Minister Flanagan and Minister Sherlock welcome Government’s commitment to the developing world14 October 2014
Minister Flanagan and Minister Sherlock welcome Government’s commitment to the developing world: no reduction in the aid budget for 2015
The Minister for Foreign Affairs and Trade, Charles Flanagan, TD, and Minister of State for Development, Trade Promotion, and North South Co-operation, Seán Sherlock, TD, have welcomed the decision not to reduce the budget for official development assistance (ODA), for the first time in six years.
Emphasising the Government’s strong commitment to fighting global poverty and hunger, through Irish Aid, Minister Flanagan said:
“We have demonstrated our commitment today by protecting the budget for the aid programme and ensuring no further cuts. The Government has allocated just over €600 million for overseas development aid. Our ODA programme is considered among the best in the world and all of this money will be carefully allocated to help deliver those most in need out of poverty. The Budget allocation reflects the remarkable dedication of the Irish people to helping those less fortunate than ourselves, who are facing a daily crisis of abject poverty, hunger and disease.
“Humanitarian aid is a cornerstone of Irish foreign policy. In recent times, the importance of our aid programme has been underlined by our contributions to humanitarian crises in Gaza, Northern Iraq, South Sudan and West Africa to bring relief to desperate people.

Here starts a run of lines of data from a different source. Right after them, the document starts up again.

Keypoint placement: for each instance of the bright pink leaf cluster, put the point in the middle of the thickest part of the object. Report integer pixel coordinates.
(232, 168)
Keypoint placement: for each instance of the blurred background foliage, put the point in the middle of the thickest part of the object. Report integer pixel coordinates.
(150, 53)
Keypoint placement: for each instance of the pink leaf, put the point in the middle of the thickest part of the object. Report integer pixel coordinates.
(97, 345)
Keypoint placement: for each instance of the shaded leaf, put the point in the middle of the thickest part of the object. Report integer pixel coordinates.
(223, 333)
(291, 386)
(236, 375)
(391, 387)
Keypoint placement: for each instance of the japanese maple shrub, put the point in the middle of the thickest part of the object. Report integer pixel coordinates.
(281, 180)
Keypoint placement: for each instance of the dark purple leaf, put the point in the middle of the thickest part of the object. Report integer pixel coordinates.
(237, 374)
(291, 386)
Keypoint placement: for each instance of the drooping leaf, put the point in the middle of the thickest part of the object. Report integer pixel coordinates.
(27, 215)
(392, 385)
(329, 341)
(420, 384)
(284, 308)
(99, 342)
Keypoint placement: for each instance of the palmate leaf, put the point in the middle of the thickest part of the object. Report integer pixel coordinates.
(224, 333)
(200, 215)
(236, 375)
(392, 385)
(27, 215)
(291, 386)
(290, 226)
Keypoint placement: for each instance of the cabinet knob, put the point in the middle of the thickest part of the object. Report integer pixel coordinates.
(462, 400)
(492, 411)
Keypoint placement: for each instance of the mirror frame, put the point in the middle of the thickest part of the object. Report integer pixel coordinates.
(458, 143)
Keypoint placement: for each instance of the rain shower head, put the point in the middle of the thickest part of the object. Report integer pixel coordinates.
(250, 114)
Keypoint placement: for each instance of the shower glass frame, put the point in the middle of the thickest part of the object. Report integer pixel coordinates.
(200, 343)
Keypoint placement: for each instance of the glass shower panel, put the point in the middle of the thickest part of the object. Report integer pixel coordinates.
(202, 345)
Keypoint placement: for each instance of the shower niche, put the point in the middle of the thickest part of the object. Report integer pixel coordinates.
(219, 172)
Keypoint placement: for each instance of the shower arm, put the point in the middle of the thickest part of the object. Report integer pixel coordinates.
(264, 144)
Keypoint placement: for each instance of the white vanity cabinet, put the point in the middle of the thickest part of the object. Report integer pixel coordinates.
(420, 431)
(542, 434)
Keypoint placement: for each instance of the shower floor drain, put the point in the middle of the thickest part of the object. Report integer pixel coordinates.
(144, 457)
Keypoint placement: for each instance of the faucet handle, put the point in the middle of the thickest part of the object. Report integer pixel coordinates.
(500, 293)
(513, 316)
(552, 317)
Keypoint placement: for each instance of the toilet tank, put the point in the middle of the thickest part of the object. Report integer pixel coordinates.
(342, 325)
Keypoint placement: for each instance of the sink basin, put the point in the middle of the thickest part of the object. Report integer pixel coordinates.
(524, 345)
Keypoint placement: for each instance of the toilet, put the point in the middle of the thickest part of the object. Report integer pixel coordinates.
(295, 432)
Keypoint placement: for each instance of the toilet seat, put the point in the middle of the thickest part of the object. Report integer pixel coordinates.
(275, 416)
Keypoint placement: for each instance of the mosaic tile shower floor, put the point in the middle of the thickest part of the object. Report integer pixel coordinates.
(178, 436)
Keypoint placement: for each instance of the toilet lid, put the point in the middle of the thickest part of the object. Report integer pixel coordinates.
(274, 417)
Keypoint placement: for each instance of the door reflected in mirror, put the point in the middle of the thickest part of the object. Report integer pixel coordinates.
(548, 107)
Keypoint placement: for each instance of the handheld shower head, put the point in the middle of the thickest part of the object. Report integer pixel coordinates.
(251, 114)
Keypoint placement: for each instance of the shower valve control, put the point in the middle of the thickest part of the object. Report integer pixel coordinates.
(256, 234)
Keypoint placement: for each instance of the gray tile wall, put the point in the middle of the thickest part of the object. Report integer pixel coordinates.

This level of funding will enable Ireland to continue to play a critical role on some of the most pressing humanitarian crises witnessed for many generations.
“We have provided some €14 million this year alone for the victims of the appalling conflict in Syria and the region. We provide €10 million annually to support the Palestinian people and last Sunday, I pledged €2.5 million for the reconstruction of Gaza at the international conference in Cairo.
“We are one of a small number of European countries with an Embassy in Sierra Leone, a partner country for our aid programme. Through the Irish Aid programme and our funding to NGOs working in West Africa, we are currently providing over €16 million in assistance to Sierra Leone and Liberia. Much of this funding is focused on strengthening health systems, but it is also helping to fight Ebola.”
Minister Sherlock noted that Ireland has been recognised internationally for broadly stabilising the aid budget over the past three years. He stated that:
“The decision today to ensure there will be no reduction in our ODA for 2015 will strengthen Ireland’s voice internationally and ensure that we can play our part in the fight to end hunger and poverty and in addressing the suffering caused by the unprecedented number of humanitarian crises across the world.
“The overall monetary increase in Ireland’s commitment to overseas aid is a strong sign of our support for the international community. I have seen first-hand the impact that our aid has in the partner countries we work with. I am determined that we can continue to assist our partner countries and organisations in their day to day. We are respected internationally for the quality and effectiveness of our development programme, Irish Aid. Our voice counts and after this Budget, will continue to count.”
14 October 2014
Notes to the editor:
- Irish Aid is the Government’s programme for overseas development. It is managed by the Development Cooperation Division of the Department of Foreign Affairs and Trade.
- The Government’s policy for international development, One World, One Future, restates the commitment to the UN target of providing 0.7% of GNP for ODA, and to making progress towards it when economic circumstances permit.
- As GNP growth strengthens, it is expected that Ireland’s percentage for 2014 will now be in the region of 0.4%.
- Irish Aid is focused on long-term development to tackle the root causes of poverty and inequality.
- 80% of funding to sub-Saharan Africa, where needs are greatest.
- Four priority issues: HIV and AIDS, gender equality, good governance and the environment. Hunger is a cornerstone of programme.
- Irish Aid works in over 90 countries. Ireland has a special relationship with 9 Key Partner Countries - Ethiopia, Malawi, Mozambique, Sierra Leone, Tanzania, Uganda, Zambia, and Vietnam.
- Irish Aid focuses its work on supporting health, education, water and sanitation, agriculture and rural development. The overall aim is to reduce poverty and hunger.
- Ireland’s aid programme has regularly received international praise. In July 2014, the prestigious Brookings Institution placed Irish Aid in the top 4 in each of 4 categories it measures, including maximising efficiency, fostering institutions, reducing burden, and transparency and learning.
- The effectiveness of Ireland’s ODA programme is reflected in successive favourable reviews by the OECD’s Development Assistance Committee and Ireland’s consistently high ranking in independent indices, such as the Commitment to Development Index and the Reality of Aid Index.